Unraveling the D-Amino Acid Mystery
Three years after D-amino acids were first identified as possible markers for chronic kidney disease, have they lived up to their potential?
Luke Turner | | Quick Read
Catching chronic kidney disease (CKD) early is critical – patients have a heightened risk of life-threatening cardiovascular diseases and increasingly progress to end-stage kidney disease. But despite an estimated 850 million cases throughout the world (1), the early referral of patients with CKD remains a challenge due to inadequate tests.
In 2016, we reported on a breakthrough in the quest to identify an effective biomarker for early CKD diagnosis: a team from Osaka University found that levels of D-amino acids could predict progression to end-stage kidney disease (2). However, at the time, first author Tomonori Kimura told us “the D-amino acid world is a mystery,” clouding the potential clinical applications of their discovery. Three years on from their initial research, how close have the researchers come to solving that mystery?
D-amino acids are the enantiomers of L-amino acids and – although only trace amounts are present in humans – they are gaining attention as potential biomarkers for a number of diseases. “In our previous study, we saw that the level of D-serine in the blood was well correlated with the estimated glomerular filtration ratio (GFR), which is a key marker of kidney function,” says Kimura. In a new study, the team delved deeper into the diagnostic value of D-serine and applied micro-two-dimensional high-performance liquid chromatography (2D-HPLC) to assess its efficacy as an early indicator of CKD.
Their discovery?
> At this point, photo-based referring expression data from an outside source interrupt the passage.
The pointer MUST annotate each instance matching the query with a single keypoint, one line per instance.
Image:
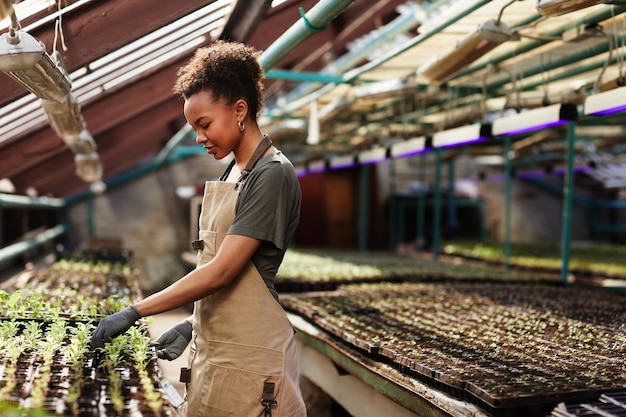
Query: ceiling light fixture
(560, 7)
(473, 46)
(88, 167)
(84, 143)
(65, 117)
(409, 147)
(342, 161)
(536, 119)
(608, 102)
(462, 135)
(6, 8)
(24, 58)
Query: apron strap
(265, 144)
(268, 400)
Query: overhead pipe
(13, 251)
(22, 201)
(313, 21)
(405, 22)
(591, 18)
(351, 75)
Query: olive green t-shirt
(268, 209)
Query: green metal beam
(312, 21)
(23, 201)
(568, 199)
(17, 249)
(278, 74)
(592, 17)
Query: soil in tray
(507, 346)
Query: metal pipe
(568, 198)
(405, 22)
(23, 201)
(437, 205)
(507, 202)
(592, 17)
(17, 249)
(319, 16)
(364, 185)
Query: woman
(243, 357)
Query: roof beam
(99, 28)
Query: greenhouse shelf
(512, 349)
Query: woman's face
(214, 122)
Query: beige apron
(242, 341)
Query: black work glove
(171, 344)
(114, 325)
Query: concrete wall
(147, 217)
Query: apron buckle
(268, 400)
(185, 375)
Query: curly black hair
(229, 70)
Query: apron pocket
(210, 246)
(232, 385)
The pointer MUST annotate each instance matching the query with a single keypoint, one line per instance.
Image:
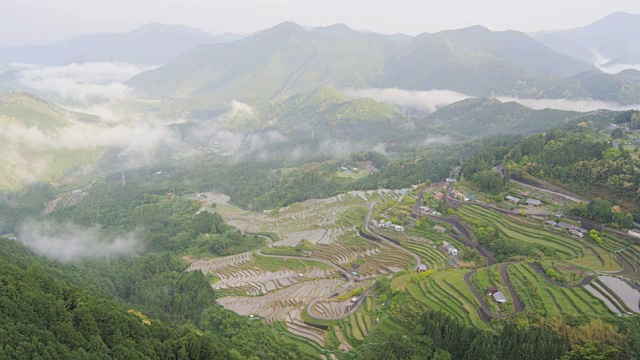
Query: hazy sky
(45, 21)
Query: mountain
(475, 61)
(480, 117)
(275, 64)
(28, 142)
(622, 88)
(152, 44)
(324, 110)
(615, 38)
(30, 111)
(287, 60)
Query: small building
(492, 290)
(533, 202)
(499, 297)
(439, 229)
(512, 199)
(634, 233)
(565, 225)
(577, 233)
(450, 249)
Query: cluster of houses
(531, 202)
(390, 225)
(426, 211)
(574, 230)
(497, 295)
(450, 249)
(439, 229)
(459, 195)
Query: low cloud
(79, 83)
(603, 63)
(67, 242)
(582, 105)
(427, 101)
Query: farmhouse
(512, 199)
(565, 226)
(577, 233)
(439, 229)
(492, 290)
(450, 249)
(634, 233)
(533, 202)
(499, 297)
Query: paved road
(481, 300)
(387, 241)
(355, 307)
(455, 222)
(538, 268)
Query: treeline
(479, 168)
(584, 163)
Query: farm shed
(533, 202)
(499, 297)
(512, 199)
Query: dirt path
(538, 268)
(355, 307)
(518, 305)
(386, 240)
(483, 304)
(456, 223)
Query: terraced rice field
(329, 308)
(276, 305)
(447, 291)
(256, 275)
(320, 221)
(432, 257)
(552, 300)
(565, 246)
(489, 276)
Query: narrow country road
(483, 304)
(518, 305)
(538, 268)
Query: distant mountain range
(152, 44)
(614, 38)
(288, 59)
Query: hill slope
(613, 37)
(481, 117)
(287, 59)
(152, 44)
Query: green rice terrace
(318, 278)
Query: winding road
(342, 271)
That D-serine levels in the blood of CKD patients correlated with GFR at a rate equal to or better than existing markers of kidney disease. In addition, the level of D-serine in the urine provided important information on kidney function other than GFR. “To screen for CKD, it is best to monitor D-serine in both the blood and the urine; it can serve as a dual biomarker for both the prediction of kidney function and the detection of CKD,” Kimura explains.
Current markers for the estimation of GFR include serum creatinine and serum cystatin C – but both are affected by other factors, such as muscular mass. “One of the main advantages of using 2D-HPLC to measure D-serine is its sensitivity and precision – the ability to potentiate absolute quantification removes any small variations in measurements.”
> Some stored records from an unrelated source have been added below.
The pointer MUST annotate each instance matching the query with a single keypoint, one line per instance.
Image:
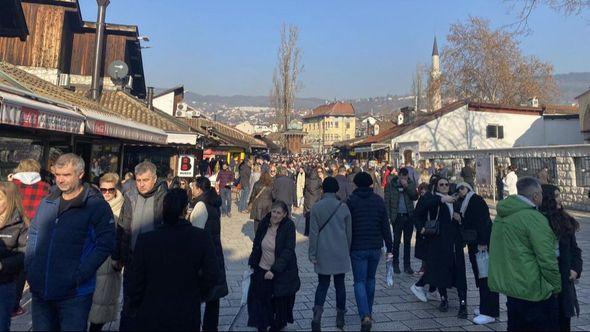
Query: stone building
(328, 124)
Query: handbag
(469, 236)
(431, 226)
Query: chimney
(150, 97)
(100, 25)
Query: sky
(351, 49)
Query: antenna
(118, 71)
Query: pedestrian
(206, 215)
(476, 227)
(344, 185)
(172, 268)
(245, 171)
(300, 185)
(13, 240)
(468, 173)
(400, 194)
(510, 181)
(531, 279)
(330, 236)
(570, 256)
(261, 199)
(225, 178)
(275, 279)
(370, 228)
(445, 261)
(105, 301)
(128, 182)
(70, 237)
(32, 189)
(312, 193)
(283, 189)
(141, 213)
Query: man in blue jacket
(70, 237)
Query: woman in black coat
(206, 215)
(312, 192)
(445, 261)
(477, 228)
(570, 255)
(275, 280)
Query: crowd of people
(159, 242)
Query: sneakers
(483, 319)
(420, 292)
(366, 323)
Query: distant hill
(570, 85)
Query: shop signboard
(186, 166)
(25, 116)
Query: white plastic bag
(389, 269)
(483, 260)
(245, 286)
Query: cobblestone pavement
(395, 308)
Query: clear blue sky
(350, 48)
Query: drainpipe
(100, 26)
(150, 98)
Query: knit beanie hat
(363, 180)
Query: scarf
(116, 204)
(449, 206)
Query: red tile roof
(333, 109)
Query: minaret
(435, 98)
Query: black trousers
(403, 224)
(211, 316)
(489, 302)
(533, 316)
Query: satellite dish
(118, 71)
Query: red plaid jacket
(31, 196)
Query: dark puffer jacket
(13, 241)
(286, 275)
(64, 250)
(370, 224)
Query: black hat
(330, 185)
(363, 179)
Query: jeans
(7, 298)
(322, 290)
(225, 200)
(62, 315)
(243, 203)
(403, 223)
(211, 316)
(364, 266)
(533, 316)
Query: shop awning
(25, 112)
(182, 138)
(114, 126)
(371, 148)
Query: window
(582, 165)
(495, 131)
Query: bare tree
(487, 65)
(286, 75)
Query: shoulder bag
(431, 226)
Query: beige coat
(105, 301)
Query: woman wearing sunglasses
(108, 277)
(445, 261)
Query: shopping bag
(389, 268)
(483, 260)
(245, 286)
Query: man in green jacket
(400, 194)
(523, 260)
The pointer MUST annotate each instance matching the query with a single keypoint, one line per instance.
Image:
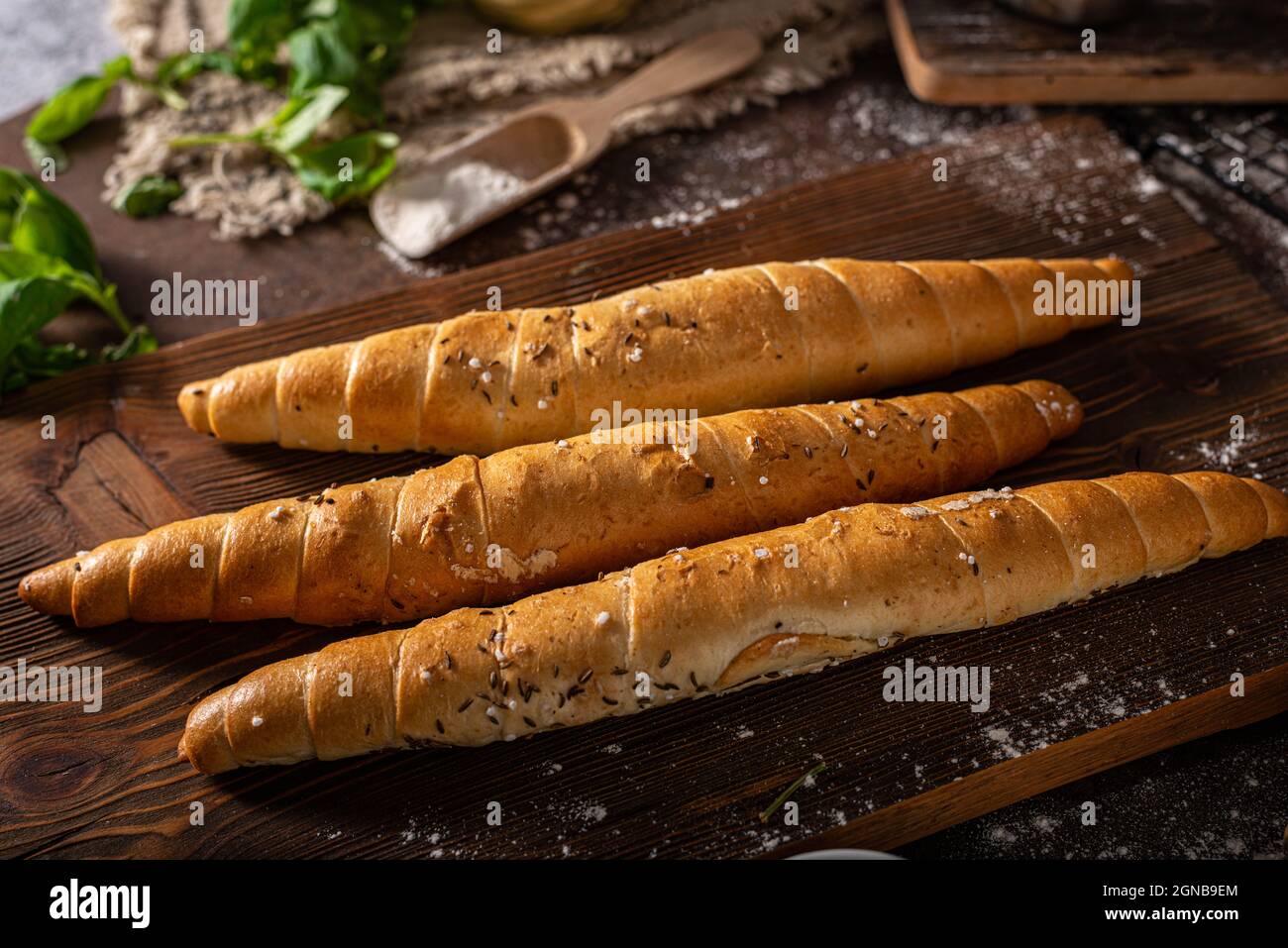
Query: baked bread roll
(473, 532)
(746, 338)
(729, 614)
The new research found that the kidney’s balance between excretion and reabsorption of amino acids is controlled by chiral selectivity. This makes the reabsorption of D-serine sensitive to the presence of CKD, allowing testing to distinguish patients with the disease from those without. As we take one step closer to unravelling the mystery of D-amino acids, Kimura believes that there is plenty of potential to fulfill: “Because CKD is prevalent in patients with lifestyle-related diseases, such as diabetes, hypertension, and cardiovascular disease, understanding D-serine is likely to improve prognosis and therapy discovery in these, too.”
- A Hesaka et al., “D-Serine reflects kidney function and diseases”, Sci Reports, 9, 5104 (2019). PMID: 30911057.
- M Schubert, “A New Angle on CKD”, The Pathologist, 22, 9 (2016). Available at: bit.ly/2FTmn6s.